Massena town board candidate Profile: Melanie Cunningham says government’s efforts should create living-wage jobs
Saturday, September 21, 2019 - 6:04 pm

MASSENA -- Democrat incumbent town councilwoman Melanie Cunningham says she believes local government’s efforts should ultimately lead to creating living-wage jobs for people.

She doesn’t define “living wage” as a specific number. She calls it "a job that can provide for a family, offer them benefits and stability … not working 60 to 70 hours a week."

She said she wants to see the town continue areas where she believes they have been successful during her two years as a councilor.

She pointed to ongoing projects such as an expansion at the Celine G. Philibert Cultural Center and Museum, which they will be able to at least partially fund with a state grant.

And she highlighted two water projects in the early stages - one to expand town water service east, possible as far as the RACER site and Akwesasne, and another project to repair deteriorating water lines on North Raquette Road and state Route 131.

"You also have a chance for businesses to come in that way too,” she said of the project to expand their water service to the east.

Cunningham resigned from the MMH board at the beginning of 2018 to replace then-Councilor Steve O’Shaughnessy. She was appointed to his seat on the council after he was voted in as town supervisor in the 2017 election. Cunningham said she sees the MMH referendum as biggest issue facing the town.

“There's no bigger issue this town has been faced with, ever. I pray that it goes forward. I hope people vote yes for this to happen,” she said. "The affiliation, that has to happen. The town board, we have to. It is priority of keeping the hospital open and keeping the medical service and jobs. Those are good working honest people that need those jobs."
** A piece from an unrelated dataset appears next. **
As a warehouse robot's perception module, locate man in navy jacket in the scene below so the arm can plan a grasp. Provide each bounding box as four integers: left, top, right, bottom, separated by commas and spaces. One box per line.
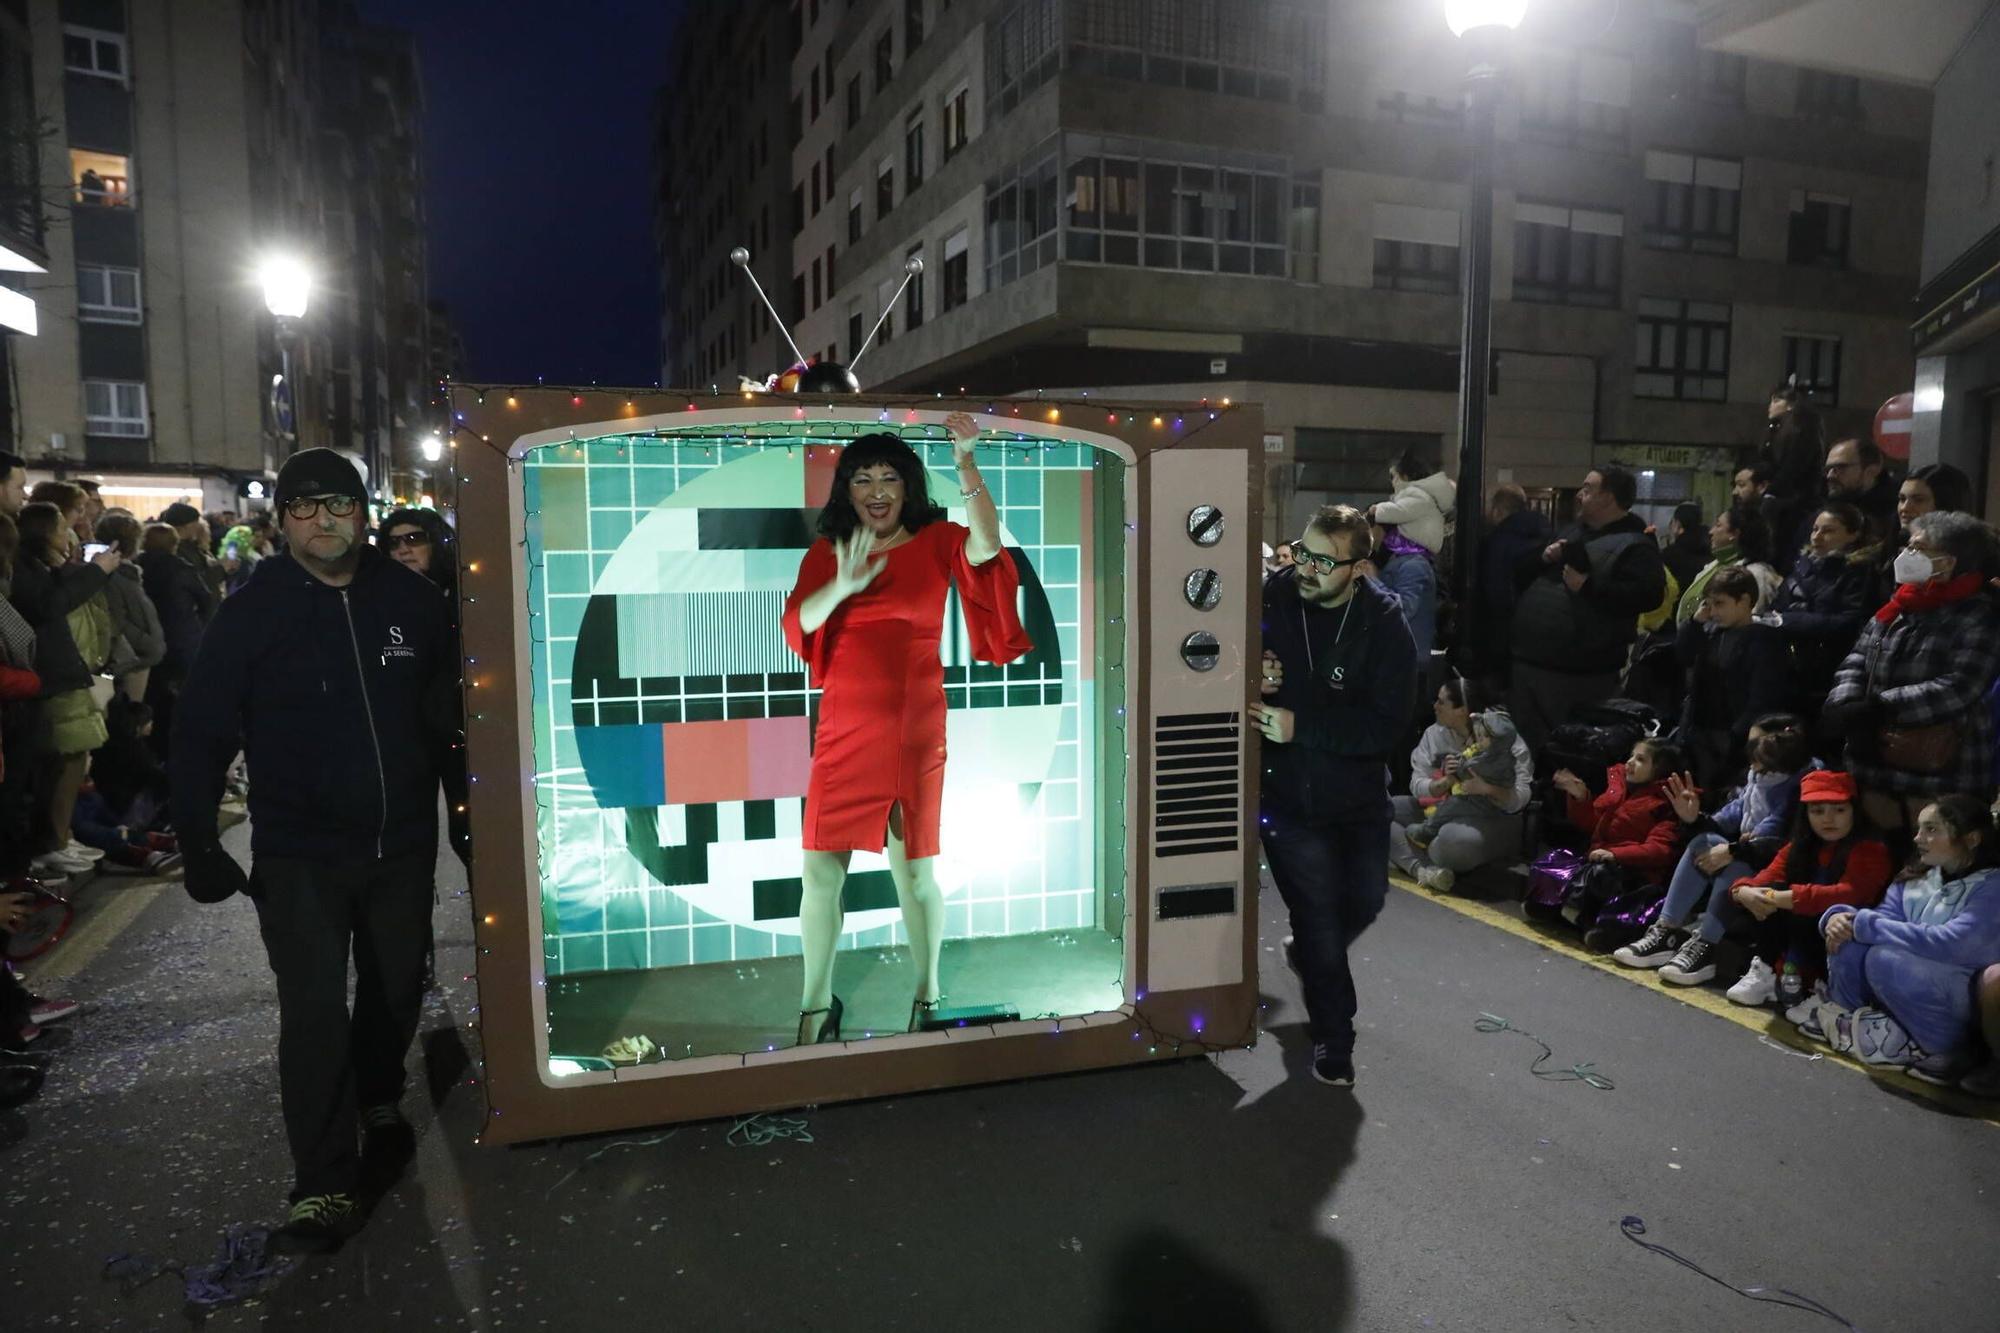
1258, 504, 1417, 1087
171, 448, 456, 1253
She believes if the referendum fails, it could lead to a significant increase in property taxes to pay for MMH’s outstanding debts. If they affiliate with SLHS, the state Department of Health has pledged $20 million to take care of the debts.
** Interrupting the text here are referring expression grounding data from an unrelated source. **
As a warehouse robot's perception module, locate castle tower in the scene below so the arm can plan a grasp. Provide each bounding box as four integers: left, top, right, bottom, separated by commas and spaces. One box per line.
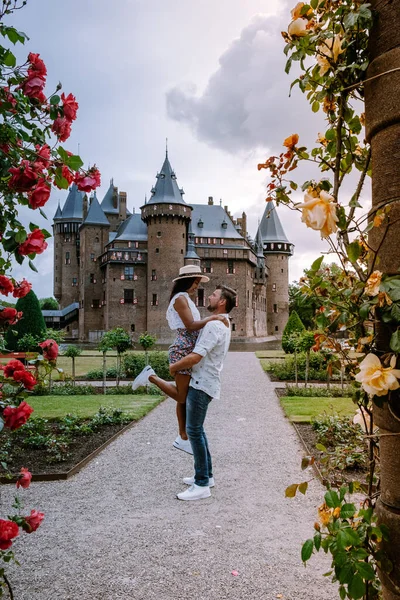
78, 192, 110, 341
184, 222, 200, 267
258, 201, 294, 335
100, 179, 126, 232
52, 184, 84, 307
141, 151, 192, 342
"People in this area cannot afford that. We have to have a health facility here,” she said.

While she called O’Shaughnessy’s handling of the MMH board leading up to the St. Lawrence Health proposal as “aggressive,” she believes the hospital would have ultimately closed without the shakeup. O’Shaughnessy fired and declined to re-appoint several longtime members, some of whom later complained they were fired because they wanted to affiliate with Crouse Hospital rather than SLHS.
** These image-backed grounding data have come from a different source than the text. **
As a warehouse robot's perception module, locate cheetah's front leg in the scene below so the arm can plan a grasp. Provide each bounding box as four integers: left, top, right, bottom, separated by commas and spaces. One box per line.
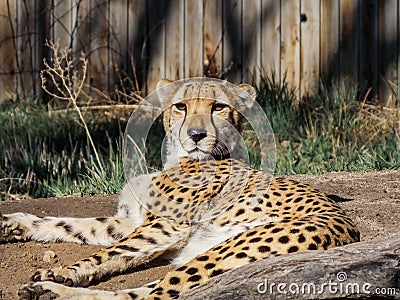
31, 218, 190, 287
0, 212, 136, 246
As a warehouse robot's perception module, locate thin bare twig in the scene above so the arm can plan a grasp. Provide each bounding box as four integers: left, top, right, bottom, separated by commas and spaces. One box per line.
41, 40, 104, 173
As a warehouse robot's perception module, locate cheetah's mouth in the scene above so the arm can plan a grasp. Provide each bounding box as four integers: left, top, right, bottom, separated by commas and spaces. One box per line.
185, 140, 230, 161
180, 132, 230, 161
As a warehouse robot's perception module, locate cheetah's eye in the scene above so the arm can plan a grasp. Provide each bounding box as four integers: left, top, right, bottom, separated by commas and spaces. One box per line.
212, 103, 227, 112
174, 103, 187, 111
"It was aggressive. I can say this - by being on both sides I can see why it had to be aggressive." "We knew what was on the line. People's jobs, people's taxes were on the line,” she said. "It had to be done to move forward to get to the positive place we're at."

"After going three years not knowing the affiliation the hospital board chose ... we had major concerns,” Cunningham said. “They were running out of money. They were going to close.”

"The town board identified a partner we need to survive."

She said she believes her work on the council so far qualifies her for a new four-year term.

"For the last two years I've been on the board. I've involved myself in many facets ... I'm currently liaison to the rescue squad, Business Development Corporation, museum and library (boards),” she said.

She also pointed to having to rebuild her life after the closure of General Motors, her former employer.

"I did not receive any transfer money or any buyout money. I didn't receive a single penny from them. My husband was also laid off from them. We had to walk in the door one day and say 'tour parents don't have a job,’” she said. "I also stayed to the very end and took care of the membership and I didn't receive any money for it. I helped people who wanted to transfer.”

She then went back to school and got a degree as a registered nurse. She is now the RN at the Salmon River Central School District.

"I see both socially and economically what families are faced with,” she said. "These are issues that are faced everyday ... and we try to find a way to help these people"

She said she also volunteers at a local food pantry and is “passionate” about her involvement in a program called Gabriel Helping Hands. She said the organization “helps many people in the local area, families that need help."